His mother concedes that raising a deaf son has been taxing, that fear of deafness accompanied each new birth, that "I've made mistakes, I know it."


Subtle hints went unnoticed. But when a dropped drinking glass shattered beside 5 1/2-month-old Ian and he didn't react, Amber knew. Tests confirmed Ian was profoundly deaf, and the doctor referred him to the House Ear Institute in Los Angeles.

One of Amber's first visits was to the institute's counselor.

"You mourn the loss of the normal child you thought you had," she said. "I felt bad that I felt that way. And there are family things: 'It must be your fault.' 'No, it must be your fault.' It was kind of tough. I wouldn't wish it on anybody."

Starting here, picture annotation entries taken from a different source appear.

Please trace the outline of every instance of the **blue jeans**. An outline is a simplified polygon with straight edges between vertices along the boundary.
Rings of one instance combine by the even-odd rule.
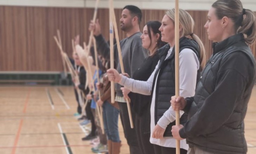
[[[120,142],[118,132],[119,110],[107,101],[104,102],[102,107],[104,130],[108,139],[114,142]]]

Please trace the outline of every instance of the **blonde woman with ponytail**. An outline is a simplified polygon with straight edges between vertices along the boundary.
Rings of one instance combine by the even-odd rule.
[[[218,42],[194,96],[172,97],[173,109],[183,110],[189,118],[171,132],[175,139],[186,139],[188,154],[246,154],[244,119],[256,80],[248,44],[255,40],[256,18],[239,0],[217,0],[208,18],[208,38]]]
[[[174,11],[174,9],[168,11],[162,19],[159,28],[161,40],[168,43],[157,50],[160,60],[147,81],[128,78],[113,69],[108,71],[110,80],[124,85],[133,92],[151,95],[150,141],[156,154],[176,153],[176,141],[171,132],[175,125],[175,111],[170,104],[171,97],[175,95]],[[191,97],[195,94],[201,71],[204,66],[204,49],[194,34],[194,21],[189,14],[180,9],[179,21],[180,94]],[[184,113],[182,111],[180,113],[182,124],[187,119],[187,115]],[[186,154],[188,148],[186,141],[182,141],[181,153]]]

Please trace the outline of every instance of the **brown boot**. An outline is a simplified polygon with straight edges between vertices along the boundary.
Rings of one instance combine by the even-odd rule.
[[[108,154],[112,154],[112,141],[111,140],[108,140]]]
[[[120,148],[121,147],[121,142],[112,142],[112,154],[119,154]]]

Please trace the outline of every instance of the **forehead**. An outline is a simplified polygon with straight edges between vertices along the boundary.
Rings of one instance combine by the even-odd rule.
[[[148,26],[147,25],[145,25],[144,27],[143,28],[143,31],[148,31]]]
[[[127,8],[125,8],[123,10],[123,11],[122,12],[122,16],[126,15],[128,16],[128,15],[130,15],[130,13],[129,10]]]
[[[171,20],[168,16],[168,15],[165,14],[163,17],[163,19],[162,20],[162,22],[170,22],[171,21]]]
[[[211,7],[209,11],[208,12],[208,14],[207,16],[208,17],[216,17],[216,15],[215,14],[215,10],[216,9],[214,7]]]

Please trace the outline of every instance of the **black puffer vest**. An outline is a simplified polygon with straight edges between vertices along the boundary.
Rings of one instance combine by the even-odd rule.
[[[193,117],[194,120],[201,122],[197,123],[193,128],[190,126],[186,127],[186,130],[191,132],[189,133],[195,136],[194,137],[187,138],[187,141],[190,146],[194,145],[214,153],[246,154],[247,146],[244,138],[244,119],[246,113],[247,104],[255,82],[255,59],[250,48],[244,42],[242,34],[231,36],[219,43],[214,43],[213,46],[213,55],[202,72],[202,79],[197,85],[194,101],[188,113],[189,119]],[[235,55],[237,55],[238,56],[239,55],[245,55],[247,58],[242,59],[238,57],[237,59],[240,59],[240,61],[236,60],[233,62],[232,61],[235,60],[232,60],[230,57],[232,57],[231,56],[234,54],[236,54]],[[236,62],[241,64],[241,67],[244,66],[243,64],[244,63],[251,64],[251,66],[238,68],[237,66],[233,65],[232,63]],[[244,89],[240,91],[241,85],[244,84],[243,83],[236,82],[241,80],[239,80],[239,78],[236,77],[231,78],[230,76],[222,75],[223,72],[220,70],[226,70],[227,73],[229,70],[239,70],[240,74],[241,74],[241,70],[244,72],[241,74],[243,75],[243,77],[246,79],[244,80],[247,82]],[[223,77],[221,77],[221,75]],[[222,79],[225,79],[225,80],[223,81]],[[236,89],[233,88],[230,89],[228,86],[223,85],[228,85],[227,81],[230,81],[232,83],[236,82],[234,86],[236,87]],[[221,91],[218,89],[220,88],[219,87],[222,88]],[[238,92],[237,92],[238,93],[236,94],[236,96],[230,94],[235,93],[234,91],[237,91]],[[221,92],[223,91],[226,92]],[[236,100],[234,102],[224,101],[223,104],[221,104],[222,106],[220,106],[215,102],[216,98],[223,98],[222,101],[220,101],[222,102],[223,100],[233,100],[235,97]],[[203,106],[203,109],[201,110]],[[217,110],[216,110],[217,107]],[[207,110],[209,112],[208,112]],[[227,117],[228,117],[228,119],[224,123],[220,124],[219,119],[211,113],[210,110],[216,110],[216,113],[219,113],[223,119],[225,119]],[[197,112],[199,111],[207,113],[208,115],[207,117],[202,115],[200,117],[201,118],[198,118],[199,116],[196,116],[196,114],[197,113],[196,115],[198,115]],[[228,113],[228,115],[225,115],[225,113]],[[207,118],[207,122],[202,121],[202,118]],[[210,128],[204,127],[206,125],[206,122],[208,127]],[[211,125],[213,126],[209,127]],[[207,133],[198,135],[196,133],[194,133],[194,130],[201,129],[205,129],[203,131],[207,131]],[[203,133],[202,132],[201,133]]]
[[[158,50],[160,61],[158,69],[154,77],[151,91],[154,90],[156,78],[158,74],[156,81],[155,106],[155,123],[156,125],[163,113],[169,109],[170,106],[171,97],[175,95],[175,46],[174,47],[170,56],[165,61],[168,51],[170,48],[169,44],[166,44]],[[192,50],[196,54],[198,60],[199,57],[199,46],[194,40],[183,37],[180,39],[180,52],[185,48]],[[197,79],[199,79],[200,72],[198,71]],[[153,92],[151,92],[153,93]],[[184,113],[181,117],[181,124],[185,123],[187,119],[187,114]],[[171,127],[175,125],[175,121],[169,124],[164,134],[164,136],[172,136],[171,130]]]

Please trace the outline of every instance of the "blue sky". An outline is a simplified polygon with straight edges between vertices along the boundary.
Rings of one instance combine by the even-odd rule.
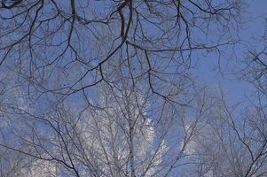
[[[240,32],[240,36],[242,40],[256,47],[258,43],[255,43],[252,39],[253,37],[258,38],[264,32],[266,24],[263,17],[266,17],[267,14],[267,1],[244,0],[242,2],[247,3],[247,7],[246,7],[246,12],[243,15],[245,22],[243,29]],[[245,58],[246,50],[247,49],[244,46],[238,45],[236,46],[236,58],[222,57],[222,70],[224,70],[226,67],[227,70],[239,69],[240,60]],[[231,50],[225,50],[224,52],[229,53]],[[229,59],[231,62],[229,62]],[[224,65],[226,62],[229,62],[227,66]],[[231,103],[243,100],[245,94],[252,94],[254,88],[250,84],[238,81],[236,76],[230,73],[229,71],[224,72],[224,74],[220,73],[217,64],[217,59],[213,55],[208,55],[206,58],[200,58],[199,65],[193,71],[193,75],[200,79],[200,83],[203,81],[209,86],[221,86]]]

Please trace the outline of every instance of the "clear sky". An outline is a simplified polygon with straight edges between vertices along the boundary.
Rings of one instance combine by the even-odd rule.
[[[264,32],[264,26],[266,26],[265,19],[267,14],[267,1],[266,0],[243,0],[247,4],[246,7],[243,19],[245,20],[243,29],[240,32],[241,40],[251,42],[253,37],[259,37]],[[258,43],[250,43],[256,47]],[[244,46],[239,45],[236,47],[236,58],[229,58],[222,57],[222,70],[225,69],[225,64],[228,63],[227,69],[234,70],[239,69],[240,66],[240,60],[245,58],[245,53],[247,50]],[[228,51],[224,51],[228,53]],[[231,51],[229,51],[231,52]],[[229,71],[224,72],[222,75],[218,72],[217,59],[213,58],[212,55],[208,56],[206,58],[200,58],[198,68],[193,72],[193,74],[200,79],[200,81],[210,86],[220,85],[230,102],[236,102],[244,99],[245,94],[251,94],[253,87],[245,81],[240,81],[235,79],[236,76],[231,74]]]

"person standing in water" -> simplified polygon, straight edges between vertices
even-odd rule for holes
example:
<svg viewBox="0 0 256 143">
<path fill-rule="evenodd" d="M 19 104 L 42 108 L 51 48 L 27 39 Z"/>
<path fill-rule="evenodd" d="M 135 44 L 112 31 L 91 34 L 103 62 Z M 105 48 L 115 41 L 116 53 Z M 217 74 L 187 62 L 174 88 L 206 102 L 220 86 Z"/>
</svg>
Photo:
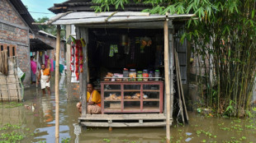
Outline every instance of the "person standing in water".
<svg viewBox="0 0 256 143">
<path fill-rule="evenodd" d="M 43 90 L 43 94 L 45 94 L 45 88 L 47 89 L 48 95 L 50 95 L 50 68 L 45 68 L 45 65 L 41 65 L 41 69 L 39 72 L 38 75 L 38 81 L 40 80 L 41 89 Z M 39 82 L 37 81 L 37 84 Z"/>
</svg>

Marital difficulties followed, but she and her husband, Robert, then a construction worker, decided to postpone their divorce until after Ian's surgery for a cochlear implant, an electronic device that was undergoing clinical trials in children.

A small electronic device was surgically implanted under the skin behind the ear and its single electrode positioned near the auditory nerve. A sort of hearing aid worn on the outside sensed sound and induced a small electric current in the implant, which stimulated the nerve. (Modern versions have up to 22 electrodes.)

The result was perceived sound like a staticky, poorly tuned radio, according to users who had once been able to hear. The rhythm of speech could be heard, but the words were indistinct. Even so, it was hoped the sounds would eventually help Ian read lips and learn to speak. But for Ian, they would do neither.